Der kalifornische Selbstfahrentwickler Zoox hat nach langer Entwicklungszeit, viel Geheimniskrämerei und hemdsärmeligen Prototypen ein durchdachtes und nah an der Serie scheinendes Elektro-Auto vorgestellt. Das hat mit konventionellen Vorstellungen von einem Auto nicht mehr viel zu tun.
Das ist das Robotaxi von Zoox
So hat der rund 3,60 Meter lange Zoox-Stromer nach außen gezogene Räder und einen daraus resultierenden langen Radstand, wobei die Räder jeweils das Ende des Fahrzeugs markieren. Der Platz zwischen den Räder ist durch einen kastenförmigen Fahrgastraum belegt, der – ohne die Sitze – auch als Ladefläche genutzt werden könnte.
Das Auto hat keinen Fahrerbereich. Die Fahrgäste sitzen sich auf zwei Zweierbänken gegenüber. Ein Lenkrad nebst Bremsen und anderen Einflussmöglichkeiten gibt es nicht. Das Fahrzeug fährt vollautonom. Ob es eine Remote-Steuerung wie beim Waymo geben wird, ist noch unklar.
Der Zoox-Stromer kann nicht nur vorwärts und rückwärts gleichermaßen fahren, kennt also keine baulich definierte Fahrtrichtung.

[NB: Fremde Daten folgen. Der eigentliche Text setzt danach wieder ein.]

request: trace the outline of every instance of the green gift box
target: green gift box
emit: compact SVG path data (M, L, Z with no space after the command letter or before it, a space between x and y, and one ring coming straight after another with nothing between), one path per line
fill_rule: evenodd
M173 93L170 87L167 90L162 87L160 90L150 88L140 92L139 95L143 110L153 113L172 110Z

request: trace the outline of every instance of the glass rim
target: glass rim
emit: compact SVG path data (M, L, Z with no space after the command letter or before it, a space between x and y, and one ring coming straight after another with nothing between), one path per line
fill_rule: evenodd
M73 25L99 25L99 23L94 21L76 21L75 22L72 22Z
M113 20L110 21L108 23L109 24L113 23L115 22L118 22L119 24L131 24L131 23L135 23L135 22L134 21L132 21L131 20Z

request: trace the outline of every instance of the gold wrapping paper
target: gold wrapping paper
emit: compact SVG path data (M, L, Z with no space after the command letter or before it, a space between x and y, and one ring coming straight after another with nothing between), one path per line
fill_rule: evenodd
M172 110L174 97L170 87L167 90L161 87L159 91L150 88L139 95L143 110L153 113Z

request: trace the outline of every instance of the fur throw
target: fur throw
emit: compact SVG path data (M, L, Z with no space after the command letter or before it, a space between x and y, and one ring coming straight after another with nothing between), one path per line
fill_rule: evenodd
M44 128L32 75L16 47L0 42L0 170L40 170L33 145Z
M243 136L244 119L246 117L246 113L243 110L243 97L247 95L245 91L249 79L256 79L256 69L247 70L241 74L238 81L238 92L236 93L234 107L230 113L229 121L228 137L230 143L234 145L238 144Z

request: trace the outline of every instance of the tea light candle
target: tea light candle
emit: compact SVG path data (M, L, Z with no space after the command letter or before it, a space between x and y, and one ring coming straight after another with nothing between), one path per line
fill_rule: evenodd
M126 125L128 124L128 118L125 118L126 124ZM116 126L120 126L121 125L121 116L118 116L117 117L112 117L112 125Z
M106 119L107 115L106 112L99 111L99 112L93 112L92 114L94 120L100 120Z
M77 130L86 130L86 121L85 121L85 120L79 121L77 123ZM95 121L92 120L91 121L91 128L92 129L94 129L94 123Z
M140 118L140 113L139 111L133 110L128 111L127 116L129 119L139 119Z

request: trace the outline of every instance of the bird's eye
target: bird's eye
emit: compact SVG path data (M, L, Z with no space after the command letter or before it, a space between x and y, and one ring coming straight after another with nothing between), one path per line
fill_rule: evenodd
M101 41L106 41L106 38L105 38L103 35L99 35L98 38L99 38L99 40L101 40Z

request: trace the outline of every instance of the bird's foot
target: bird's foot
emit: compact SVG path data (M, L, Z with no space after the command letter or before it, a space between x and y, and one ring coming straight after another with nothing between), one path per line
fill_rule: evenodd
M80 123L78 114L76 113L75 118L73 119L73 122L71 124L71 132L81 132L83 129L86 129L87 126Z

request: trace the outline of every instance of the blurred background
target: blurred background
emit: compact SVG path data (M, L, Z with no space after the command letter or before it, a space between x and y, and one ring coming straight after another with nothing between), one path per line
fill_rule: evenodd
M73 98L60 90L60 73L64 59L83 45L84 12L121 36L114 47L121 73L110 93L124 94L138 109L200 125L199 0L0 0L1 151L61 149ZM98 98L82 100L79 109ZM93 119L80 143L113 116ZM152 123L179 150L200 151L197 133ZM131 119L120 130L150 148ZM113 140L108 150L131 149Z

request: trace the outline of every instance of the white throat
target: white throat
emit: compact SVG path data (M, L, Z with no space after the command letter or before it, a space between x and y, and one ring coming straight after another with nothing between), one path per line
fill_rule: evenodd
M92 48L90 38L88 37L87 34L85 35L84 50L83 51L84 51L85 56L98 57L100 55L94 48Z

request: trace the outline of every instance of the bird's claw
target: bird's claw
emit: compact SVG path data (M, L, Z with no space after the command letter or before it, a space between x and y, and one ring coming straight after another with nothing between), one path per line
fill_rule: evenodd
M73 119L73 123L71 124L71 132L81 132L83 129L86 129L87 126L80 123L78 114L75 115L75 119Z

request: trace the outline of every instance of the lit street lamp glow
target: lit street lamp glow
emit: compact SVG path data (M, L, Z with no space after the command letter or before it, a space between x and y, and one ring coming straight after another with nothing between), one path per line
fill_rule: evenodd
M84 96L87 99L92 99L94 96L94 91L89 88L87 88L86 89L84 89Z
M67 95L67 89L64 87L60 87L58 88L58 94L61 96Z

Die Räder können sogar einzeln in unterschiedliche Richtungen fahren. Beide Achsen sind lenkbar. So soll sich das Fahrzeug etwa nahezu auf der Stelle drehen können, was ihm eine unvergleichliche Manövrierbarkeit verleihen soll. Dazu verfügt es über einen Allrad-Antrieb.
Mit bis zu 80 Kilometern pro Stunde befördert der Zoox seine Fahrgäste. Eine luxuriös große Batterie mit einem Energieinhalte von 133 Kilowattstunden soll genug Energie für einen Dauerbetrieb über 16 Stunden liefern.

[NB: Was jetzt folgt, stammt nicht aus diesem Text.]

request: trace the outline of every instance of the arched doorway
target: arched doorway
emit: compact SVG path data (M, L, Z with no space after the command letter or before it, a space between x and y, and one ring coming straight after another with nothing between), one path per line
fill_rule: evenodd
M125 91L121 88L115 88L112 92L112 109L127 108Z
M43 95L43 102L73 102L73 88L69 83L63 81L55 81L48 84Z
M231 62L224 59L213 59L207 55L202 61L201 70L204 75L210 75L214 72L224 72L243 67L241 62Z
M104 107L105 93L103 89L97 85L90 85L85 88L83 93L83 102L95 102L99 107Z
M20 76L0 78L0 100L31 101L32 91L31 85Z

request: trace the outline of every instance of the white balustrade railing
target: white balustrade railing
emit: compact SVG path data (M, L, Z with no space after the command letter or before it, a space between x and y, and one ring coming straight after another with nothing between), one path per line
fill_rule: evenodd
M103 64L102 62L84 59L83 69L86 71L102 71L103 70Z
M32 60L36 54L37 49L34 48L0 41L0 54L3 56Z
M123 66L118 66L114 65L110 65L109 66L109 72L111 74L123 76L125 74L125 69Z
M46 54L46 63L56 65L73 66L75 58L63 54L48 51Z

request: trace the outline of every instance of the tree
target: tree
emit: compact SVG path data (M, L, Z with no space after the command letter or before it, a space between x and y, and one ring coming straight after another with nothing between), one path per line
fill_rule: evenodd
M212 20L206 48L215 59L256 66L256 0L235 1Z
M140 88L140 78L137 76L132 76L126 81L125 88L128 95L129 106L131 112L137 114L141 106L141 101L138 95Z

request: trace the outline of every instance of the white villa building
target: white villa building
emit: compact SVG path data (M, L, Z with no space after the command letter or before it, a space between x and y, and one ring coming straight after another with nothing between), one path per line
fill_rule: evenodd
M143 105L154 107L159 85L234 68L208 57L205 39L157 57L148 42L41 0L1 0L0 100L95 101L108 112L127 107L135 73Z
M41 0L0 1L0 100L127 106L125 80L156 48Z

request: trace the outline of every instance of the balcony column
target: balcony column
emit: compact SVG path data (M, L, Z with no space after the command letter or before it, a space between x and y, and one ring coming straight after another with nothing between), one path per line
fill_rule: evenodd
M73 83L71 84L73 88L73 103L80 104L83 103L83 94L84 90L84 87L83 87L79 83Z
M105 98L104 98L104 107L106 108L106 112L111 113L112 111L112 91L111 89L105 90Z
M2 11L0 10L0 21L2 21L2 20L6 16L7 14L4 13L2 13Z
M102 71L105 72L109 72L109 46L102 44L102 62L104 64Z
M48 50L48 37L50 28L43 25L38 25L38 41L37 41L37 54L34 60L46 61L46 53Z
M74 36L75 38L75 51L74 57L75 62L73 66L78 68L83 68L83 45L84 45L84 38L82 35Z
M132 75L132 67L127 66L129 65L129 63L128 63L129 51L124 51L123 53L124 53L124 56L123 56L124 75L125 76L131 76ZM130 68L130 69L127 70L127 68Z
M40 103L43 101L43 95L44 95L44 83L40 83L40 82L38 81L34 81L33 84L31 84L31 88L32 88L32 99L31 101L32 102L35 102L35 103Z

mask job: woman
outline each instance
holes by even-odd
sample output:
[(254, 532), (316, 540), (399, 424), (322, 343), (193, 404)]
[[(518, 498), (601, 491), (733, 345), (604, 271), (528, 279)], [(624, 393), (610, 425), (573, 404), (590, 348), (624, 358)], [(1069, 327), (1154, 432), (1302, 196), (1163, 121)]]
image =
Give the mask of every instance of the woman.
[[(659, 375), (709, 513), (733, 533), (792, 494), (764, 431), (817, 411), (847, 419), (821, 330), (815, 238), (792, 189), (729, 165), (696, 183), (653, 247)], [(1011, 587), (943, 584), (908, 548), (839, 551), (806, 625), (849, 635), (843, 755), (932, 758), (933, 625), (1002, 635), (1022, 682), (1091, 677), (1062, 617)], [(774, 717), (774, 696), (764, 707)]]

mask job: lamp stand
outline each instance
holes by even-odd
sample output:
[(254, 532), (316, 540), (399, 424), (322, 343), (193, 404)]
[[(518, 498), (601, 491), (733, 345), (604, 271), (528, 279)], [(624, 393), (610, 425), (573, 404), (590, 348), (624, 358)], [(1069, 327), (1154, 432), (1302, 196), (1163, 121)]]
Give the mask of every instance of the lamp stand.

Der Zoox ist zudem mit einer Vielfalt an Sicherheitseinrichtungen ausgestattet. Sechs Lidar-Sensoren sitzen auf dem Dach des Stromers, ergänzt um Radar-Sensoren und Kameras. In Kombination soll der Zoox von jeder Wagenecke aus einen 270-Grad-Blickwinkel abdecken und Objekte identifizieren können, die bis zu 150 Meter entfernt sind.

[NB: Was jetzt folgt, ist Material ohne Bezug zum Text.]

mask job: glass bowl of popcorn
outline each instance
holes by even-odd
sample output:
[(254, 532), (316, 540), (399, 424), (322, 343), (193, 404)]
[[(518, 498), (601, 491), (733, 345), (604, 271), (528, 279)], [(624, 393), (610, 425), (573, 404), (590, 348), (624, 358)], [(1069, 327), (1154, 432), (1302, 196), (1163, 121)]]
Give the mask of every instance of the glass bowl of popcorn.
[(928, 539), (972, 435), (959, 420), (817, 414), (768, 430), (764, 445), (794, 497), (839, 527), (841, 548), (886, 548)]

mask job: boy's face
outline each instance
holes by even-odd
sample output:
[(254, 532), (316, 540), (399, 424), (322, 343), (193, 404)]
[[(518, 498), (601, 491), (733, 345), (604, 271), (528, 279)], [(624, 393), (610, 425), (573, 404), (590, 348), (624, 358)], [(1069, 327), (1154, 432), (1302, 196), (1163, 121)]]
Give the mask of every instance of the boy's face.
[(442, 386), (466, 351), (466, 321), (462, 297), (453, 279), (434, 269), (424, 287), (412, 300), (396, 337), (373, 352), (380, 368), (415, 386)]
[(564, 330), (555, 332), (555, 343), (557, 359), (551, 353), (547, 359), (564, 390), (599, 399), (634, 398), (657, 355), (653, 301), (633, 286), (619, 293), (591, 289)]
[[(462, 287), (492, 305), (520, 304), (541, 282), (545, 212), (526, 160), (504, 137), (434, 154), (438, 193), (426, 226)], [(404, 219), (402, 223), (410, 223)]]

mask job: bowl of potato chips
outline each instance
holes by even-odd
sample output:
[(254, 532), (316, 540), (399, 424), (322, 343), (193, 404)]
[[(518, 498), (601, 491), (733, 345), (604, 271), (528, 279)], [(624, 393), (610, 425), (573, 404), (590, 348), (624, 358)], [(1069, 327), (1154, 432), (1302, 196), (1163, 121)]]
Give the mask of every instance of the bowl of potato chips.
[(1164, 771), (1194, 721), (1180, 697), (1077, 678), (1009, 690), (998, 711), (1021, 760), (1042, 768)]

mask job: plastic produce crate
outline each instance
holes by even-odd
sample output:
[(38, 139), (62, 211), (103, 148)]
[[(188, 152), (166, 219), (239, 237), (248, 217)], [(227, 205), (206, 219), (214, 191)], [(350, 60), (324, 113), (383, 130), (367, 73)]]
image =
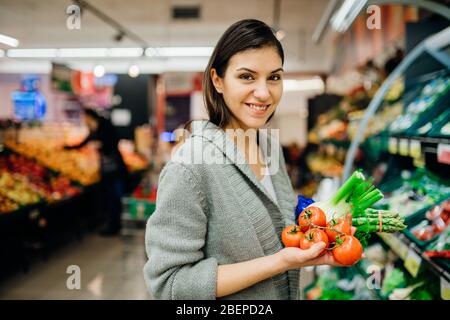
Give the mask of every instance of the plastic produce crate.
[(124, 198), (122, 202), (131, 220), (145, 221), (156, 209), (156, 203), (147, 199)]

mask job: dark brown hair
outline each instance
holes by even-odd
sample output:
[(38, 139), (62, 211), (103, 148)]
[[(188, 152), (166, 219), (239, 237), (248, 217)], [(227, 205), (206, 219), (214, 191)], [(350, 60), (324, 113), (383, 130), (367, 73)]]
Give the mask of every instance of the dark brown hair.
[[(284, 63), (284, 51), (274, 31), (264, 22), (255, 19), (234, 23), (219, 39), (203, 76), (203, 99), (212, 123), (224, 128), (231, 121), (232, 113), (213, 85), (211, 69), (216, 69), (217, 75), (223, 78), (228, 62), (235, 54), (265, 47), (274, 47), (280, 55), (282, 64)], [(272, 116), (273, 114), (269, 120)]]

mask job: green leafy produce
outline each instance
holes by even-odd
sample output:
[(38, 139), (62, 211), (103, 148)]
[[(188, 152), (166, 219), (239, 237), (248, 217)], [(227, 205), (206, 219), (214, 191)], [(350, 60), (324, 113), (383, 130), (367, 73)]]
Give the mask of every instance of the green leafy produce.
[(404, 288), (406, 286), (405, 274), (400, 269), (392, 269), (391, 272), (386, 274), (383, 285), (381, 287), (381, 294), (388, 296), (397, 288)]
[(365, 239), (365, 234), (372, 232), (397, 232), (406, 226), (397, 212), (376, 210), (371, 205), (383, 198), (383, 194), (360, 170), (336, 191), (328, 201), (314, 202), (309, 207), (320, 208), (326, 215), (327, 222), (345, 219), (350, 213), (352, 224), (358, 229), (358, 239)]
[(353, 294), (341, 289), (326, 290), (322, 293), (319, 300), (351, 300)]

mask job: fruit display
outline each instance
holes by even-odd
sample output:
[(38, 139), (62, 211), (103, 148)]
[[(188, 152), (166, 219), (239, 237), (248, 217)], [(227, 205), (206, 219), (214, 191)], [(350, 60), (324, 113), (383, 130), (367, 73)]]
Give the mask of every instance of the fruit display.
[(41, 200), (53, 202), (81, 192), (67, 177), (58, 176), (23, 156), (3, 156), (0, 158), (0, 165), (0, 181), (3, 187), (0, 193), (20, 205)]
[(25, 177), (3, 170), (0, 172), (0, 194), (19, 205), (35, 204), (42, 200)]
[(20, 144), (6, 141), (5, 145), (14, 152), (31, 158), (83, 185), (99, 181), (98, 154), (89, 147), (82, 150), (64, 150), (43, 141), (27, 141)]
[(19, 209), (19, 205), (11, 199), (0, 194), (0, 214)]
[(425, 213), (425, 219), (411, 228), (411, 233), (420, 241), (429, 241), (444, 231), (450, 223), (450, 200), (433, 206)]

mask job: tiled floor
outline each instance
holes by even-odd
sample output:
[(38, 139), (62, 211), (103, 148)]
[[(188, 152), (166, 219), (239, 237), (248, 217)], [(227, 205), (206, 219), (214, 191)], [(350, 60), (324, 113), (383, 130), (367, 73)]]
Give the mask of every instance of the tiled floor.
[[(86, 236), (36, 262), (27, 274), (18, 272), (0, 283), (0, 299), (151, 299), (142, 268), (146, 261), (144, 232), (103, 238)], [(80, 289), (68, 289), (80, 267)]]

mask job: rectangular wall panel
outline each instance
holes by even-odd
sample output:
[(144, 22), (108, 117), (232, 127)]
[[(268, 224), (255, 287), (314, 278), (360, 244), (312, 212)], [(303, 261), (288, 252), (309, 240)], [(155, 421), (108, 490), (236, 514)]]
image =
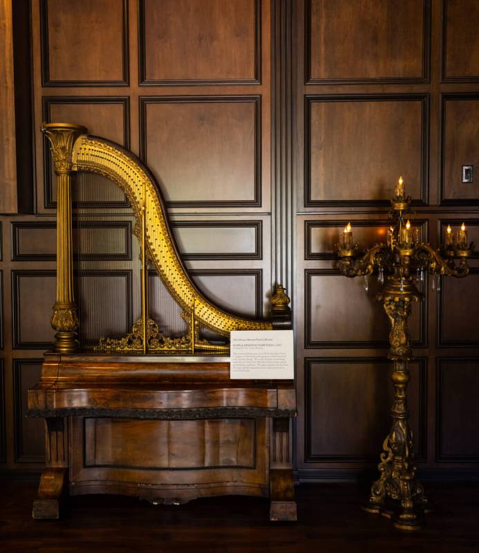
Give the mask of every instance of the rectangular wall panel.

Im Innenraum setzt der Zoox eher auf den – wenn auch modernen – ÖPNV-Charme. Zwischen den Sitzen finden Fahrgäste jeweils ein Qi-Ladepad für ihre Smartphones und jeweils einen Becherhalter. In den linken und rechten Sitzbegrenzungen befinden sich Touchscreens, die wesentliche Fahrtinformationen wie die Route oder die Ankunftszeit anzeigen sollen und über die sich Komfortfunktionen wie Musik oder die Innentemperatur steuern lassen.
Einen Preis hat der Stromer nicht. Es scheint offensichtlich, dass das Gefährt nicht verkauft werden soll – jedenfalls nicht für den Individualverkehr.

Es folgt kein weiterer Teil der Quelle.